R for Ecological Data Science: A Gentle Introduction

18.3 Representing variation with the SD

ggpubr has a very hand function for calcualting means and plotting error bars around them. ggerrorplot() (gg error plot) is the main function, and the “desc_stat = …” arguement defines what exactly to plot.

If for some reason you just want to plot means use “desc_stat = ‘mean’”, with mean quoted.

For the standard deviation use “desc_stat = ‘mean_sd’” (Note that any time you have a plot with errorbarrs – and if you plot means you should have error bars – you need to define at least in the figure legend what the error bars are.)

ggerrorplot(data = my.frogs,
            desc_stat = "mean_sd",
          y = "mass",
          x = "sex")

Again, the standard deviation is a measure of variation.

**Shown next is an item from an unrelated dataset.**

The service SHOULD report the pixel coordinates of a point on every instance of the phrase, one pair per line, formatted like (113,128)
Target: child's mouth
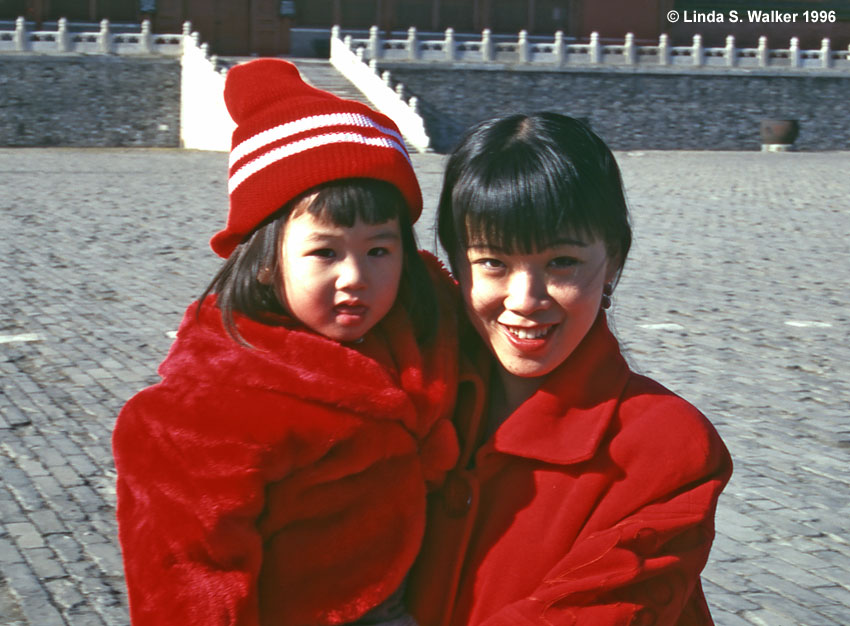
(350,314)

18.3.1 Representing precision with the SE

ggerrorplot() actually defaults to making a plot of the mean +/- 1 standard error (SE).

ggerrorplot(data = my.frogs,
          y = "mass",
          x = "sex")

The means and 95% confidence interval are plotted with “desc_stat = ‘mean_ci’”

ggerrorplot(data = my.frogs,
          y = "mass",
          x = "sex",
          desc_stat = "mean_ci")

Again, the SE and 95% CI are measure of precision. There can be lots of variation in a dataset (SD is high) but if you have collected a lot of data (N is arge), you should be able to estimate the mean with precision. In general, the more data you have, the more precise your estimate will be.

You can see how more data increases precision by comparing the entire frogarms dataset against your personal subset. We can assign each plot to an object using the assignment operator “<-” and then plot them side by side with plot_grid() from cowplot.

#your data
gg.my.frogs <- ggerrorplot(data = my.frogs,
          y = "mass",
          x = "sex",
          desc_stat = "mean_ci",
          ylim = c(1.25,3.75))

#all of the forgm data
gg.all.frogs <- ggerrorplot(data = frogarms, #changed data = ...
          y = "mass",
          x = "sex",
          desc_stat = "mean_ci",
          ylim = c(1.25,3.75))

Now plot them together using cowplot::plot_grid(). Then means will be different because of random variation between the subsamples. What happens to the error bars?.

plot_grid(gg.my.frogs, 
          gg.all.frogs,
          labels = c("my frogs","all frogs"))

Now, what if instead of the 95% CI we plotted the SD? What do you think that will look like? Adapt the code from above by changing “desc_stat = ‘mean_ci’” to “desc_stat = ‘mean_sd’”.